The Calabash & the Wonjo

(page 5)

After our daily exertions, the kids would unwind in the pool, which was overlooked by Oil Palms and Bougainvillea in which a noisy and unruly colony of Weaverbirds resided. The children's new-found enthusiasm for water had nothing to do with the tropical ambience or the fact that the water was cooling. It was entirely due to the fact that they had found a wad of notes equivalent to £20 whilst they were snorkelling one day. Gill and I would wander the grounds of the hotel or simply sit and observe the happenings on the lawn outside our apartment.

There was an enormous number of fascinating plants - Frangipani, Oleander with Sunbirds tumbling through the foliage, Indian Almonds, Jatropa, Hibiscus and Eucalyptus. The bird life supported by this man made paradise was equally impressive. Barbary shrikes and Coucals bobbed over the lawns. Babblers and Leaf-loves wandered the pathways. Hornbills and Grey Plantain-eaters screeched from the tops of Casuarina equisetifolia, and the tree outside our apartment was visited by Little Green woodpeckers. The giant Borassus over the hedge was the scene of perpetual Bedlam.
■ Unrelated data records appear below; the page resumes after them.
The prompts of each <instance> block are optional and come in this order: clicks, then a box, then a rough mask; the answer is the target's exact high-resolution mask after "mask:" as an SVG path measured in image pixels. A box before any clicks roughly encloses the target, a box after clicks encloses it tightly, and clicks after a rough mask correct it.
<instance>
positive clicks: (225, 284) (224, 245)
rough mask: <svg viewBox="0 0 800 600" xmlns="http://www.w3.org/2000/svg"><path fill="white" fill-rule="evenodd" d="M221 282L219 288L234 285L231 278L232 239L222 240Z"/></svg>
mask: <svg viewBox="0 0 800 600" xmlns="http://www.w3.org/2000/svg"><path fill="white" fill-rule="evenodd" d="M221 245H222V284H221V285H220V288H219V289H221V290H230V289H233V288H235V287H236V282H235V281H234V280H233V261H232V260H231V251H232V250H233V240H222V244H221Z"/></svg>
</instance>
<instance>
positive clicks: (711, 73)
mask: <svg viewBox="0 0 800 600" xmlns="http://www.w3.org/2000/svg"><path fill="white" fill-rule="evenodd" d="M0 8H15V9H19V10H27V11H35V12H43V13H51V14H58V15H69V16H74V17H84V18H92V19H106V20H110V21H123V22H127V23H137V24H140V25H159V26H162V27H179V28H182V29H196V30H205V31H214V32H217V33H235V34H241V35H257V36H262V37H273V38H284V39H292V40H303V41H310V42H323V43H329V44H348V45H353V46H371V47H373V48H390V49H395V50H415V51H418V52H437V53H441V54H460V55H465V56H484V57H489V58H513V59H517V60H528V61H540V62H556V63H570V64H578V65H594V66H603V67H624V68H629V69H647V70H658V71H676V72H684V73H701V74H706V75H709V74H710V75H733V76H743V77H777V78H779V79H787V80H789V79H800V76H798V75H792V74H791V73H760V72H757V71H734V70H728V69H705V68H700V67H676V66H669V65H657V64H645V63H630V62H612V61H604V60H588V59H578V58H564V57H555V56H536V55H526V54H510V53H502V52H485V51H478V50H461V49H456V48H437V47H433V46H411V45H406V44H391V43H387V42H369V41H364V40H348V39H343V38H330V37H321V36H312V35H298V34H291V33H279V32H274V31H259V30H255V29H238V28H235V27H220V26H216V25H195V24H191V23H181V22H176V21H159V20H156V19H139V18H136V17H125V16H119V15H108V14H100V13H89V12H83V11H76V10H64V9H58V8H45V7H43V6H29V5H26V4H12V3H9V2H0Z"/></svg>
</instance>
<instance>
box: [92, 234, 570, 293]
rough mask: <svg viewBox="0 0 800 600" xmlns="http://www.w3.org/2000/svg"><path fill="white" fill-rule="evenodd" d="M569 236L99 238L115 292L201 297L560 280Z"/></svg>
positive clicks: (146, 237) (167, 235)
In the wind, its leaves clattered unmercifully and it was host to the noisiest roost of Senegal Wood-hoopoes, Longtailed Glossy Starlings and Black Magpies imaginable. I suppose they might be considered the ornithological equivalents of lager louts. A Pied Kingfisher used a date palm as a perch and took the ornamental fish from a small pool. One curiosity in a land of curiosities was Manilkara sapota whose fruit resembles baked potatoes.

In the absence of television, our evening entertainment was to sit by the Calabash tree and watch the bats flutter out of the darkness, alight on its trunk and munch the developing fruit.